KS: He spoke to me separately from my mother, which I was a minor and that was illegal, but my mom didn’t know the law back then, that she had the right to be present. So this authority figure, which intimidated me at the time, came up with his own judgment and when we came out of his office he told my mom that they were not going to prosecute the man that did this to me. That day was the last time we ever heard anything about that case.
KC: Being able to survive something of that nature (can) often push alot of people into helping their community. It’s bad energy but definitely good fuel to give back, if one is willing.
KS: Absolutely! I am currently the vice president of the Memphis and Shelby County Domestic Abuse Board. What we do for the community is that we shine the light on domestic abuse. October is Domestic Abuse Month and April is Sexual Violence Month and our presence is felt throughout those months as we try to reach and educate as many people as we can.
We have victims that hold up photos of themselves and we place on those photos what the offender had said to do before and during the rapes. I participate in that as well. My offender was 21 and I was 16 and he lied about his age to me and my family. We had no idea. So when I’m out I educate the young ladies about being more attentive to whom they are dealing with, to research them if necessary. Once you’re a victim it’s too late to research and also that’s when shame kicks in or the embarassment of being a victim. said
KC: How heavy is the burden of the silent victim?

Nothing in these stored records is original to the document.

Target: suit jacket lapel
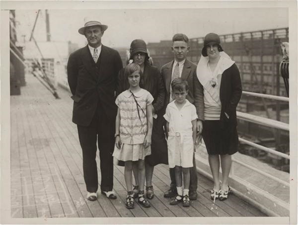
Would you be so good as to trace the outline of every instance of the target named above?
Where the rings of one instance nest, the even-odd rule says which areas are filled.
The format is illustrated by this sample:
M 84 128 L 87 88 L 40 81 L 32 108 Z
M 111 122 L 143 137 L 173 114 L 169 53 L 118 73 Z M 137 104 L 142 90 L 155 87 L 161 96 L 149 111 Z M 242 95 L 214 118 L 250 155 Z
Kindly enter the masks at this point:
M 90 56 L 92 58 L 90 51 L 89 50 L 89 48 L 88 48 L 88 45 L 86 45 L 86 47 L 82 50 L 81 59 L 86 70 L 91 75 L 95 76 L 96 75 L 95 74 L 94 74 L 95 71 L 92 69 L 94 68 L 94 66 L 92 65 L 94 61 L 92 62 L 91 61 L 91 59 L 90 58 Z
M 100 55 L 99 55 L 99 58 L 98 62 L 98 66 L 99 67 L 99 71 L 98 74 L 97 75 L 97 82 L 100 82 L 104 78 L 105 73 L 103 71 L 105 71 L 105 65 L 108 64 L 107 61 L 109 60 L 108 55 L 109 53 L 107 51 L 107 49 L 105 46 L 102 44 L 101 45 L 101 51 L 100 52 Z
M 185 80 L 187 80 L 187 78 L 188 78 L 188 76 L 190 74 L 191 70 L 190 64 L 189 63 L 189 62 L 186 60 L 183 65 L 182 73 L 181 74 L 181 78 L 184 79 Z
M 172 69 L 173 63 L 174 61 L 169 63 L 164 71 L 165 88 L 166 88 L 166 92 L 168 93 L 170 93 L 171 80 L 172 79 Z

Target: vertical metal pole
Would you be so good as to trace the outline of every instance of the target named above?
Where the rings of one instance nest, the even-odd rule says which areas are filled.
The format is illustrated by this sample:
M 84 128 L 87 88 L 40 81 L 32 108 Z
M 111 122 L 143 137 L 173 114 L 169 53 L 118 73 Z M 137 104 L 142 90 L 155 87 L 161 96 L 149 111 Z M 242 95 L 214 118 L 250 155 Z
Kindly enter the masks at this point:
M 35 25 L 36 25 L 36 22 L 37 22 L 37 18 L 38 18 L 38 15 L 39 14 L 39 12 L 40 11 L 40 9 L 38 9 L 37 11 L 37 14 L 36 15 L 36 18 L 35 18 L 35 21 L 34 22 L 34 25 L 33 25 L 33 28 L 32 29 L 32 31 L 31 31 L 31 35 L 30 36 L 30 39 L 29 39 L 29 41 L 31 41 L 32 37 L 33 36 L 33 32 L 34 32 L 34 29 L 35 29 Z
M 46 9 L 46 25 L 47 29 L 47 41 L 51 41 L 51 33 L 50 33 L 50 19 L 48 9 Z

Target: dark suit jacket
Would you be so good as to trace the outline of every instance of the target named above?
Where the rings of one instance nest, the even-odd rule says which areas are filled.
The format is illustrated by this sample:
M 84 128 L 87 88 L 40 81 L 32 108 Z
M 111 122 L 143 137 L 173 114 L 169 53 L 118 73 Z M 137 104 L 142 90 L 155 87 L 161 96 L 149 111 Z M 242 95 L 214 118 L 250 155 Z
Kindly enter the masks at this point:
M 166 89 L 164 112 L 165 112 L 165 108 L 169 102 L 172 69 L 173 64 L 174 61 L 167 63 L 162 66 L 161 70 Z M 204 120 L 203 89 L 203 86 L 198 79 L 196 69 L 197 66 L 195 64 L 186 60 L 182 70 L 181 78 L 186 80 L 188 83 L 189 91 L 186 98 L 196 106 L 199 119 Z
M 74 123 L 88 126 L 99 102 L 108 118 L 115 120 L 115 92 L 118 74 L 122 67 L 119 53 L 103 45 L 96 64 L 87 45 L 70 56 L 67 74 L 74 100 Z
M 228 122 L 230 125 L 237 124 L 236 108 L 242 94 L 242 85 L 240 73 L 235 64 L 227 69 L 223 73 L 220 98 L 222 103 L 221 121 Z M 224 112 L 229 115 L 227 119 Z

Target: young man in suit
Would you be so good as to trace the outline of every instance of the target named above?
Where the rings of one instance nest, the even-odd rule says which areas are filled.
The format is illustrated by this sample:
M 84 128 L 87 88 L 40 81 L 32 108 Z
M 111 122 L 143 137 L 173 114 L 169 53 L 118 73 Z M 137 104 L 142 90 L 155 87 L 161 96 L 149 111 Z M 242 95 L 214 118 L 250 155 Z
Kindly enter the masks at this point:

KS: It is very heavy. There are so many things that build up inside. It grows over the years. I never went through counseling and 25 years later the old me came back and said, “What about me? You out here trying to help everybody else but what about me?”
Truth was I still remember when I initially called the Rape Crisis center and spoke with a lady named Sharon and told her that I wanted to be a volunteer and a motivational speaker to help out and speak with victims. Sharon said no, that I could not do it until I got help myself. It’s like she heard my pain through the phone. She said get down here and let’s deal with it now.
She then said that after my sessions I could then be a speaker, but under one condition. The condition was that I go through my counseling with a man. This was the hard part because my abuser was a man. This was one of the hardest things I’ve ever had to do in my life, but it surely worked.
I had to release my anger that was built up toward not only my offender but also that police officer that disrespected my mother and me. I had to think about the male officers that I have worked with that have always had my back out there in those streets. They are nothing like that officer. They are my brothers. I had to deal with the pain I had kept inside for 25 years and cry and relate and be educated on what happened to me so that I can be better and make other women that I come in contact with to be better.
KC: Are you better?
KS:Yes, I am great. I can handle whatever life throws at me, and other victims can to, if they just seek help. I’m involved with a national organization called R.A.I.N. and that stands for people against Rape Abuse Incest Network. And together, not only have we gotten stronger, we are helping a nation get stronger. We have a 24-hour help line as well.
You know … thinking back I remember my counselor Derek and the three things he told me that I needed to look in a mirror and repeat to myself everyday, and that was “I’m beautiful, I’m intelligent, I’m Valuable.”
KC: Can you say it one more time for the silent victims?
KS:Yes! You are beautiful, you are intelligent and you are valuable.